🥩 Red Meat Friday: Why Lisp “Lost”

Back in 2018, Steve Losh wrote a very nice, long post on A Road to Common Lisp. If you’re a Lisper, it’s well worth reading. Recently, Alexander_Selkirk posted, without comment, a link to that post.

The last time I wrote about childish reactions to Lisp I got a bit of push back but, it seems, uninformed opinions about Lisp push my buttons. There’s nothing wrong with Losh’s post—it’s great—or with Alexander_Selkirk posting a link so we can revisit it. No. It’s the comments.

They all school us on “why Lisp lost”, taking it for granted that Lisp did lose. Sure, there are many, many more Javascript programmers than Lisp programmers but saying that that means Lisp lost to Javascript is like saying Rolls Royce lost to the Ford Fiesta. Mostly, the reason offered for this loss is, of course, parentheses.
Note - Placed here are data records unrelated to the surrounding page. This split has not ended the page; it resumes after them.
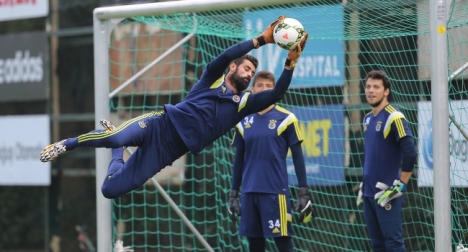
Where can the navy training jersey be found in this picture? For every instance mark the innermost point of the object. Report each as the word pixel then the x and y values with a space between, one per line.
pixel 211 108
pixel 266 139
pixel 382 154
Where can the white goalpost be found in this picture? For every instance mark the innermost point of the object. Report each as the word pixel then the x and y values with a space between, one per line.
pixel 104 21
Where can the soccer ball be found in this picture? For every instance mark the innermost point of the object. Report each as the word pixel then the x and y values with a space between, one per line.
pixel 288 33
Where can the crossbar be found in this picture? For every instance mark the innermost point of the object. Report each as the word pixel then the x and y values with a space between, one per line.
pixel 183 6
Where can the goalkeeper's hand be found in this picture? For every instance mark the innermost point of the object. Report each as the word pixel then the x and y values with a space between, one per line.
pixel 391 193
pixel 304 206
pixel 359 199
pixel 234 207
pixel 267 36
pixel 294 54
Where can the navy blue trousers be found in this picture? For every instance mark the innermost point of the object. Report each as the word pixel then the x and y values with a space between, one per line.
pixel 158 144
pixel 384 225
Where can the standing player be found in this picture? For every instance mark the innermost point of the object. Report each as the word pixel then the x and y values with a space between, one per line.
pixel 262 141
pixel 214 105
pixel 388 145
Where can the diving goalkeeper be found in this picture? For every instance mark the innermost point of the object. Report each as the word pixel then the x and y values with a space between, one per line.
pixel 215 104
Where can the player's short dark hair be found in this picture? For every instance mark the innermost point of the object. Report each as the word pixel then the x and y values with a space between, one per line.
pixel 264 75
pixel 379 75
pixel 248 57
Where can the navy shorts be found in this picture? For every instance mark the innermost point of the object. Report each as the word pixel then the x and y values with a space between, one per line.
pixel 265 215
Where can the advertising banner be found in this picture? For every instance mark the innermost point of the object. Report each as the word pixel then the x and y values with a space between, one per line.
pixel 22 138
pixel 323 147
pixel 24 64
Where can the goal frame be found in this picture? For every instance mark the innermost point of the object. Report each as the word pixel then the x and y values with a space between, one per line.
pixel 106 18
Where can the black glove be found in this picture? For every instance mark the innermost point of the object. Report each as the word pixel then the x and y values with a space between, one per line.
pixel 234 207
pixel 304 205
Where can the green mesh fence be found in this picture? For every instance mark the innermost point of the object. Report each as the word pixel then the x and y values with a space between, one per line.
pixel 347 39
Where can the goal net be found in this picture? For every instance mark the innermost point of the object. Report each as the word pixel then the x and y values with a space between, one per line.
pixel 347 40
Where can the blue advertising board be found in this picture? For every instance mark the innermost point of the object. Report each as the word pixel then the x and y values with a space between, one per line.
pixel 322 62
pixel 323 130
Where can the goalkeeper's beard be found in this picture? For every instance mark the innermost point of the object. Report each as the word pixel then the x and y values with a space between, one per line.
pixel 238 82
pixel 377 103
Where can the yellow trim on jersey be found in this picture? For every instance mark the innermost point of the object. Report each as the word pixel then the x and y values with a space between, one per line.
pixel 240 129
pixel 395 116
pixel 243 101
pixel 218 82
pixel 283 207
pixel 101 135
pixel 290 119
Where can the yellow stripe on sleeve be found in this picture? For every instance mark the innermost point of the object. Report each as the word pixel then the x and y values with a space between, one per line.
pixel 241 132
pixel 101 135
pixel 218 82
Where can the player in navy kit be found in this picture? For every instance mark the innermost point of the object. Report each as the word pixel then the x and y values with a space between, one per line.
pixel 214 105
pixel 388 146
pixel 262 141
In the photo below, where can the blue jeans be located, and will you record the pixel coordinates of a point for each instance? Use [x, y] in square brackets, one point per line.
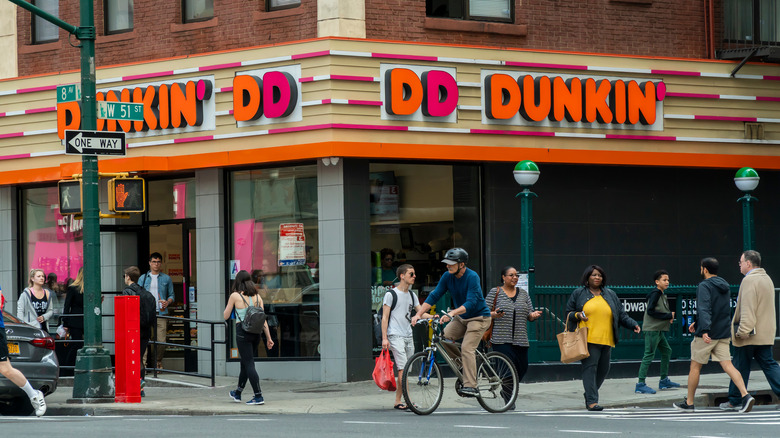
[742, 360]
[594, 370]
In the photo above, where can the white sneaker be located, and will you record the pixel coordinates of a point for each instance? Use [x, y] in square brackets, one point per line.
[39, 404]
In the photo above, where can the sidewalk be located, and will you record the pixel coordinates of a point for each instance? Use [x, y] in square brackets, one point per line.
[180, 395]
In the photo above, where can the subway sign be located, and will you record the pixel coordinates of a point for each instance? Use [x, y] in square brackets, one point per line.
[538, 99]
[169, 107]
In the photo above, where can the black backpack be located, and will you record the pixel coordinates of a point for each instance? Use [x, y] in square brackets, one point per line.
[148, 308]
[377, 317]
[254, 319]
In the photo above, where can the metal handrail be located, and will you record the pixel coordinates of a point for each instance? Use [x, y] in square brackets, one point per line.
[155, 370]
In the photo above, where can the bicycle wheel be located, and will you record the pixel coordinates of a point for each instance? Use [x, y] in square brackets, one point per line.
[497, 383]
[423, 384]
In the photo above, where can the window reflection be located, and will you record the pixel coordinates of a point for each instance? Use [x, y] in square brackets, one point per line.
[275, 237]
[418, 212]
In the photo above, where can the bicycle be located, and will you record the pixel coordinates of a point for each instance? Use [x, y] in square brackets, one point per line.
[423, 383]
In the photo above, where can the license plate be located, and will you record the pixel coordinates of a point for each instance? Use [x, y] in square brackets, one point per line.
[13, 348]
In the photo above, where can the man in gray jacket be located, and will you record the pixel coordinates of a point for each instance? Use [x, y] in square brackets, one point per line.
[712, 335]
[753, 327]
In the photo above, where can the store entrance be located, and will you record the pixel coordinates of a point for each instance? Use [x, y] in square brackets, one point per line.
[175, 241]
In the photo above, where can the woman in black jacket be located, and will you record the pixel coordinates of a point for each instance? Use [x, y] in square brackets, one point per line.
[74, 324]
[598, 308]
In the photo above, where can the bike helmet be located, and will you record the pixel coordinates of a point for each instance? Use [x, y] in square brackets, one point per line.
[456, 255]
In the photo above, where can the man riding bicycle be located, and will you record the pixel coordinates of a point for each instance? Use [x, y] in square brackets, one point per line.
[470, 318]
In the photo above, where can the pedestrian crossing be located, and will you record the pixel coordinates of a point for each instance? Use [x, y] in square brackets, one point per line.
[759, 416]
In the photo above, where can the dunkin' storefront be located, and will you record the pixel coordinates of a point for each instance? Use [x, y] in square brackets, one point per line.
[264, 159]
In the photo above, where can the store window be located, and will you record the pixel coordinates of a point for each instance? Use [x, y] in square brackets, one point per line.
[275, 237]
[170, 199]
[44, 31]
[752, 21]
[274, 5]
[418, 212]
[119, 16]
[482, 10]
[197, 10]
[50, 241]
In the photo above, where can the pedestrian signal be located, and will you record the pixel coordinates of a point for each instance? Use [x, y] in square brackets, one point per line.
[127, 195]
[70, 196]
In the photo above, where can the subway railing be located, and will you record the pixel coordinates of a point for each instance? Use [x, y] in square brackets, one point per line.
[71, 343]
[552, 301]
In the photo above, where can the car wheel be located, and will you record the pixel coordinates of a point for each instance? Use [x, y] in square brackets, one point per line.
[16, 407]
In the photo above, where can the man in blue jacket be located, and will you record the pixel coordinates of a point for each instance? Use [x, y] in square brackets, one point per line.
[470, 318]
[161, 286]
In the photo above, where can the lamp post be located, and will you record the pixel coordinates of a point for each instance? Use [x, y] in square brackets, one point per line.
[746, 180]
[92, 379]
[526, 174]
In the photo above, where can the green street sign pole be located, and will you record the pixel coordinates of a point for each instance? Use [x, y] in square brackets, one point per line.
[92, 378]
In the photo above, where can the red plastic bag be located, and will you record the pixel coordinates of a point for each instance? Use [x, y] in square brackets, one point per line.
[383, 372]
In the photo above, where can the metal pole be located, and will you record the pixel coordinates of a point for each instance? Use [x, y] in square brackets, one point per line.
[92, 377]
[748, 224]
[527, 236]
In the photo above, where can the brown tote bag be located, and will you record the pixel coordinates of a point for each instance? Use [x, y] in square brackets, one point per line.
[573, 345]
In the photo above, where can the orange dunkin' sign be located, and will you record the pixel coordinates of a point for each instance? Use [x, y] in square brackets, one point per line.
[419, 93]
[531, 98]
[167, 106]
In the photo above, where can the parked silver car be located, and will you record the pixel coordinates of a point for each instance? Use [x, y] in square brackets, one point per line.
[32, 352]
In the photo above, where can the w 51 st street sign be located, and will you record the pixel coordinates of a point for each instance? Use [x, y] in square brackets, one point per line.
[95, 143]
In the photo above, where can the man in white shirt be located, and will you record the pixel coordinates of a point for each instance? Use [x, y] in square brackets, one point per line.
[398, 307]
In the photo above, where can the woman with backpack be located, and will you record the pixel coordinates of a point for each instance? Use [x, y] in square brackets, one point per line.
[243, 296]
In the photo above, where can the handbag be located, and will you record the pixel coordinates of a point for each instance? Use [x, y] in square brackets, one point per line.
[489, 332]
[383, 372]
[573, 345]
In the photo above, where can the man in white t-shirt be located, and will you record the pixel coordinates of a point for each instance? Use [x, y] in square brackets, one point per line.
[397, 324]
[161, 286]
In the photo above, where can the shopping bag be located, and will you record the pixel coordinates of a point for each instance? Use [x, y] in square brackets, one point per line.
[573, 345]
[383, 372]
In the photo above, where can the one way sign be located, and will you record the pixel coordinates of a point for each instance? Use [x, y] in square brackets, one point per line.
[95, 143]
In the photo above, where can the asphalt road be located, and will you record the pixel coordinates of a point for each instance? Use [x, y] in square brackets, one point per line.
[705, 423]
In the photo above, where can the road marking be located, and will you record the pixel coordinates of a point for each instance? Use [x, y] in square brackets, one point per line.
[756, 422]
[479, 427]
[370, 422]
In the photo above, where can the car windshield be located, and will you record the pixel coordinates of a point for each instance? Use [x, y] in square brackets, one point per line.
[7, 317]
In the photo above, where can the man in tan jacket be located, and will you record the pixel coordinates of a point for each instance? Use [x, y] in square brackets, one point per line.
[753, 327]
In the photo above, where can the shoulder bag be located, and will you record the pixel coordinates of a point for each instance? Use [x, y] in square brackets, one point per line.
[489, 332]
[573, 345]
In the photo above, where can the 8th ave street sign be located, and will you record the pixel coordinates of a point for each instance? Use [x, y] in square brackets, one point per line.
[95, 143]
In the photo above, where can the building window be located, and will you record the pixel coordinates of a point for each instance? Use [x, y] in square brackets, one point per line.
[197, 10]
[44, 31]
[119, 16]
[275, 5]
[753, 22]
[483, 10]
[275, 237]
[418, 212]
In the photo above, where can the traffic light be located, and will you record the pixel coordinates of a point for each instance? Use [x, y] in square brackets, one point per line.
[70, 196]
[127, 195]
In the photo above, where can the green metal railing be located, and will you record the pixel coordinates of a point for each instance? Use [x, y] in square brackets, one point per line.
[552, 301]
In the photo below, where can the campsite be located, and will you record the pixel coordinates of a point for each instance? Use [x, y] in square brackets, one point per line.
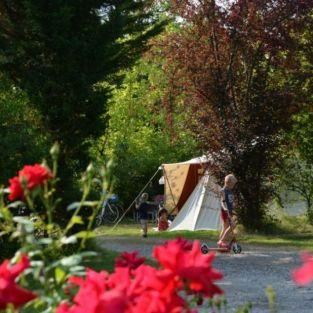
[156, 156]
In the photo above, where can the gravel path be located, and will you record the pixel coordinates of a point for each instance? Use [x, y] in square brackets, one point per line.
[245, 276]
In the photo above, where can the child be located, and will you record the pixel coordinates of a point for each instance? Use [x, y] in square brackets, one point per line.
[142, 208]
[162, 220]
[227, 202]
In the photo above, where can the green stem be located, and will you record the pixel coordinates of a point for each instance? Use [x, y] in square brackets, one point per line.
[93, 216]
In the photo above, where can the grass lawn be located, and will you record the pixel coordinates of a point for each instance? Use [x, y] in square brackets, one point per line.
[287, 239]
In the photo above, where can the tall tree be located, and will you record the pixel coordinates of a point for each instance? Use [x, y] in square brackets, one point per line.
[57, 51]
[234, 62]
[22, 138]
[138, 137]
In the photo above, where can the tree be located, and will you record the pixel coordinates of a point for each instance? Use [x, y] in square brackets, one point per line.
[22, 139]
[58, 52]
[297, 176]
[235, 65]
[138, 138]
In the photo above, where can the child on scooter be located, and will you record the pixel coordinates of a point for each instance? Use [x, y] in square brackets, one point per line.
[227, 209]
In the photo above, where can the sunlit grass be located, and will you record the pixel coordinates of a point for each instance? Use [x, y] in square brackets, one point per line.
[286, 239]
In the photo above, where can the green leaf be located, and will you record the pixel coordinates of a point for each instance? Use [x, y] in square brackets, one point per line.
[60, 275]
[85, 234]
[75, 205]
[69, 240]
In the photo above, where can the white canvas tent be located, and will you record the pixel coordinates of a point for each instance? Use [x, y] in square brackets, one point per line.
[202, 209]
[192, 194]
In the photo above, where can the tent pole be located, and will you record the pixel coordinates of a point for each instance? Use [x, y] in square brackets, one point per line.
[126, 211]
[170, 191]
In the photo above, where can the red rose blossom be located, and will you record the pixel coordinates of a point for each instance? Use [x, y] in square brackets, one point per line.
[10, 292]
[190, 265]
[304, 275]
[34, 176]
[184, 272]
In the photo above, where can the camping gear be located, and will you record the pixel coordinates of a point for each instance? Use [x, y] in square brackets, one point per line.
[202, 209]
[232, 245]
[180, 179]
[192, 195]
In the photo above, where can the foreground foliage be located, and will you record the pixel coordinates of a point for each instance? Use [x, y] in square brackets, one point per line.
[42, 279]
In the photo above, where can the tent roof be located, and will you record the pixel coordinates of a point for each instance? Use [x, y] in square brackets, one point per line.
[199, 160]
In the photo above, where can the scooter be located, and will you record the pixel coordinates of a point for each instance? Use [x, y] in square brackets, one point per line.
[233, 245]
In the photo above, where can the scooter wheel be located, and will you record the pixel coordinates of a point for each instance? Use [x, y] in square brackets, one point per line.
[204, 249]
[237, 250]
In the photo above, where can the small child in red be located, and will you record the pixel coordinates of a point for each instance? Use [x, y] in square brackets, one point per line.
[162, 220]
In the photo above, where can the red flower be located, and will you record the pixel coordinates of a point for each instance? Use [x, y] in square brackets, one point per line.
[16, 190]
[130, 260]
[10, 292]
[34, 176]
[191, 266]
[94, 295]
[185, 271]
[304, 275]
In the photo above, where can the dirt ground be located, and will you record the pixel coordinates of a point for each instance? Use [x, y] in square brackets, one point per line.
[246, 275]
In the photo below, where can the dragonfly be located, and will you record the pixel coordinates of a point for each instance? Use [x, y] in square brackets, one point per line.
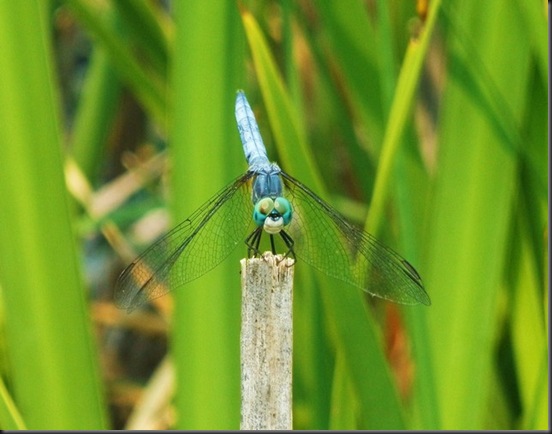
[265, 206]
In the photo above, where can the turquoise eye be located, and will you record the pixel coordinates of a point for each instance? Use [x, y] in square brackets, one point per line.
[262, 209]
[283, 207]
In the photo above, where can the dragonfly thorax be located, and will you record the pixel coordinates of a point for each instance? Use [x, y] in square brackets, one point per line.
[272, 214]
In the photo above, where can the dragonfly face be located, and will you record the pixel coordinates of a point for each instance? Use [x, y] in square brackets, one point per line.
[272, 215]
[272, 211]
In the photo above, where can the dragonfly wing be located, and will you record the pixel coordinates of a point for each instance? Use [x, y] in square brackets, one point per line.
[323, 239]
[192, 248]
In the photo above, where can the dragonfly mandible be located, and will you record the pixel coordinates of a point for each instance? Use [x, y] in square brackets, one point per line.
[265, 203]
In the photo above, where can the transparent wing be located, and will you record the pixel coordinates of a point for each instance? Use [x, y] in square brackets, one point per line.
[192, 248]
[323, 239]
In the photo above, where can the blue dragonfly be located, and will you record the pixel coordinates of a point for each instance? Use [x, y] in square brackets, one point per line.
[267, 202]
That’s to be expected but one comment is so uniformly wrong about everything that it deserves special mention. It makes three claims:

REPL driven programming is not practical
That will be news to those of us who have used it to great advantage. Not every problem is best addressed this way, of course, but many are and it’s far superior to conventional methods. Anyone who’s tried it knows this.
Macros are overrated
That sounds like someone who is mostly familiar with C “macros”. Certainly no one familiar with Lisp macros would make such a claim.
S-exps are unreadable for no noticeable gains and “good” languages avoid them
This is the sort of argument that leads to XML and other monstrosities. Once you get used to them, s-exps are actually easier to read than the conventional notation because, for example, you don’t need to stop and think about operator precedence.

But the best, absolute best, ridiculous claim is that “C#, Java and Typescript are the new Lisp”. I wouldn’t know where to start with that claim so I’ll let you draw your own conclusions.